The coronavirus (COVID-19) pandemic has led to widespread morbidity and mortality. Several countries have been forced into prolonged lockdowns in a desperate attempt to control the pandemic by physical distancing. Such lockdowns have devastated livelihoods and put large numbers of people at grave risk of prolonged unemployment, poverty, and even starvation.

Is there an alternative to lockdown? Early identification of infected individuals can enable quarantining of the individuals and thus control the spread of the disease. It is not enough to quarantine symptomatic individuals because infected individuals are often asymptomatic for many days. Widespread testing of asymptomatic individuals with the RT-PCR (Reverse Transcription Polymerase Chain Reaction) method can help identify the infected individuals early. However, widespread testing of asymptomatic individuals is not an available option in many countries due to constraints on resources such as time, basic equipment, cost, skilled manpower, and reagents.

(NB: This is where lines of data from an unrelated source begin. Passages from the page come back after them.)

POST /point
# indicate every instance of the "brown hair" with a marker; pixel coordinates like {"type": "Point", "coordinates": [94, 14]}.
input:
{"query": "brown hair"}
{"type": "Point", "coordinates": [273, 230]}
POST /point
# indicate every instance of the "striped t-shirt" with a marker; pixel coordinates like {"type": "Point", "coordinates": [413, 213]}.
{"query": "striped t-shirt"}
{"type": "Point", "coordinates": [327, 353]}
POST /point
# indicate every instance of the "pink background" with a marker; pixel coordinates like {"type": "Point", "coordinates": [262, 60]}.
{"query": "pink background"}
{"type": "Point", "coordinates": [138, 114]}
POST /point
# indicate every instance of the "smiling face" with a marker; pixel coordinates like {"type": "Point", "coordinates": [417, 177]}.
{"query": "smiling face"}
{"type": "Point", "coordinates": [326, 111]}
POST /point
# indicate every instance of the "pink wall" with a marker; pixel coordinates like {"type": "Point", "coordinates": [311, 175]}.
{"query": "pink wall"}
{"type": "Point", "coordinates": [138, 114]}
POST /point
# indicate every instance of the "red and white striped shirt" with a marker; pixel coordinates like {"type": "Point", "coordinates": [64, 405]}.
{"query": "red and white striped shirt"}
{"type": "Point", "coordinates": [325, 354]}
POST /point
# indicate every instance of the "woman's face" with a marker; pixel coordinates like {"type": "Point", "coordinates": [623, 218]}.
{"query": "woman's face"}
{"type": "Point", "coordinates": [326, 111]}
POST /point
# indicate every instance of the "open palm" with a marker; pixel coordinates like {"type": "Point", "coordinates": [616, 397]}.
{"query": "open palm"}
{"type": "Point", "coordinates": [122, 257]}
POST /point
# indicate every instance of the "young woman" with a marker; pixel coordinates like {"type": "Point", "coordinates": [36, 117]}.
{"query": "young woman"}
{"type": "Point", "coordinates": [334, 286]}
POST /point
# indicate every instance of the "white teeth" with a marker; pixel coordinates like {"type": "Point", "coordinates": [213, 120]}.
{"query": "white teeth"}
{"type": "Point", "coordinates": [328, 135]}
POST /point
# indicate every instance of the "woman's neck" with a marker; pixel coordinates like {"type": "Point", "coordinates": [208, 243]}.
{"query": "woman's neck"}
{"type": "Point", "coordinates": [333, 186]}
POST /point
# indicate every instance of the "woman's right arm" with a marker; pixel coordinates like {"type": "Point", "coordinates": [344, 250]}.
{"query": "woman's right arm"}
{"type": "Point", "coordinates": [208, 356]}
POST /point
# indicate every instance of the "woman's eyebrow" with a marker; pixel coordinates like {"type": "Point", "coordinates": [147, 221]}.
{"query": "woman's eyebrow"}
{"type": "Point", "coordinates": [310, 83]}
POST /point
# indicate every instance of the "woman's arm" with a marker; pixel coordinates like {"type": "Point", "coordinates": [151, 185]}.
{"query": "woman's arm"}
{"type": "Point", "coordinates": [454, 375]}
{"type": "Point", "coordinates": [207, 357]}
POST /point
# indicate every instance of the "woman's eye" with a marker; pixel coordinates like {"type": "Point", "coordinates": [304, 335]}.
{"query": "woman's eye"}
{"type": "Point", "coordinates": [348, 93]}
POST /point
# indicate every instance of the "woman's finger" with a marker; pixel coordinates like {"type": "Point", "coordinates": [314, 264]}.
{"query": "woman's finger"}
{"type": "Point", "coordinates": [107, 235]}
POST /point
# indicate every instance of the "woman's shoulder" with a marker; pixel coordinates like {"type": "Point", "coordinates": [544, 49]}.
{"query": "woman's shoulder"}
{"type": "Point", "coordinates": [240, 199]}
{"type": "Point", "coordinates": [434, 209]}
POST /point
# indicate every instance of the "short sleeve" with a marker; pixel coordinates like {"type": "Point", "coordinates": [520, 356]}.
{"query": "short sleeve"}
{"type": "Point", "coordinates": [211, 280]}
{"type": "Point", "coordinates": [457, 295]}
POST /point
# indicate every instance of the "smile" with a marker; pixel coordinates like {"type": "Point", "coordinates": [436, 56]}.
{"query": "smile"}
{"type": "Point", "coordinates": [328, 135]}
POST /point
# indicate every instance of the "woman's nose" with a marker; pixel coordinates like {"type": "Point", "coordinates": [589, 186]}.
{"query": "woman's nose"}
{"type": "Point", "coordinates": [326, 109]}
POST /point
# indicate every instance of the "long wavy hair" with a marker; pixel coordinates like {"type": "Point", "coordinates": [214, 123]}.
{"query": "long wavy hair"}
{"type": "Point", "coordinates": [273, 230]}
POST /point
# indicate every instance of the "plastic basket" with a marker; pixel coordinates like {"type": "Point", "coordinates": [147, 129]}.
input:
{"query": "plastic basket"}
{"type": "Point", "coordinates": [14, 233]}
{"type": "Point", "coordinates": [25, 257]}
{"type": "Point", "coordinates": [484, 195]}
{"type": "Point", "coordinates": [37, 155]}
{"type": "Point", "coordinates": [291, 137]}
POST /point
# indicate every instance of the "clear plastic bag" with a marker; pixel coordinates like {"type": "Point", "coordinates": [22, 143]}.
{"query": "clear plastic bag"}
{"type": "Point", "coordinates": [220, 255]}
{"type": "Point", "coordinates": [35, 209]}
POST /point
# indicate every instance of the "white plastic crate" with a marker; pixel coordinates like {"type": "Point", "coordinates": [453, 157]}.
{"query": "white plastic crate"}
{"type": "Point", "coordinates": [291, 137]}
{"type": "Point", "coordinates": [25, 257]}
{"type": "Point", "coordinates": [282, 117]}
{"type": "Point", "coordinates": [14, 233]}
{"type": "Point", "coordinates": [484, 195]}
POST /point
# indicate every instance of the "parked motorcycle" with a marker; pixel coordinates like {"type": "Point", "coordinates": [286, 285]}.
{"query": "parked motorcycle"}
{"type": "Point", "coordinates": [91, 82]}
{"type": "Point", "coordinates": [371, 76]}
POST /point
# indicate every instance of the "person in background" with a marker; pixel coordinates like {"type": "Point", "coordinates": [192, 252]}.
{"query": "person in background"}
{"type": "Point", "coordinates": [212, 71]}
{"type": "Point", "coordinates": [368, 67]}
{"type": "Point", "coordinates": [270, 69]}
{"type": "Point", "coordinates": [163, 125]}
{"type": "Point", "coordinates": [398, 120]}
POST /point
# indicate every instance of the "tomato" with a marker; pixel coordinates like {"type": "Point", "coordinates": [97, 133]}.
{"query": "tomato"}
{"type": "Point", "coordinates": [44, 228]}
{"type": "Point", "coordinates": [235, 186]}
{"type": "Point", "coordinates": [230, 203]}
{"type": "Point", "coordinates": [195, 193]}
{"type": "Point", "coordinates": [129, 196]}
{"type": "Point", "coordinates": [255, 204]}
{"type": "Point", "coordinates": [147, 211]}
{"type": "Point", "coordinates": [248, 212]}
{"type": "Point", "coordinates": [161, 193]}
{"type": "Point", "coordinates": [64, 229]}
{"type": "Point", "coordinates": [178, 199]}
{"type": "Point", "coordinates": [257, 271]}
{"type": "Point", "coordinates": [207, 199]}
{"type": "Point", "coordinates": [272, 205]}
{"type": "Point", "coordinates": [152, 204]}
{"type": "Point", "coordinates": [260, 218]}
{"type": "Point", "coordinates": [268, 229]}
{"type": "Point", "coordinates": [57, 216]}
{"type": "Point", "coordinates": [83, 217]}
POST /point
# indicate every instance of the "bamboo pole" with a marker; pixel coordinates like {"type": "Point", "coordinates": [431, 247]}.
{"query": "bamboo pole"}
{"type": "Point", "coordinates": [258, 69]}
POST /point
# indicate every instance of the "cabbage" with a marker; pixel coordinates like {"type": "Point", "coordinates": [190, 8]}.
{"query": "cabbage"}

The use of group testing can make widespread testing of asymptomatic individuals an available option. The current low rate of COVID-19 infection in the world population means that most samples tested are not infected, so that most tests are wasted on uninfected samples. Group testing is a process of pooling together samples of 'n' different people into multiple pools, and testing the pools instead of each individual sample. A negative result on the pool implies that all 'n' samples were negative. This saves a huge amount of testing resources, especially with low infection rates.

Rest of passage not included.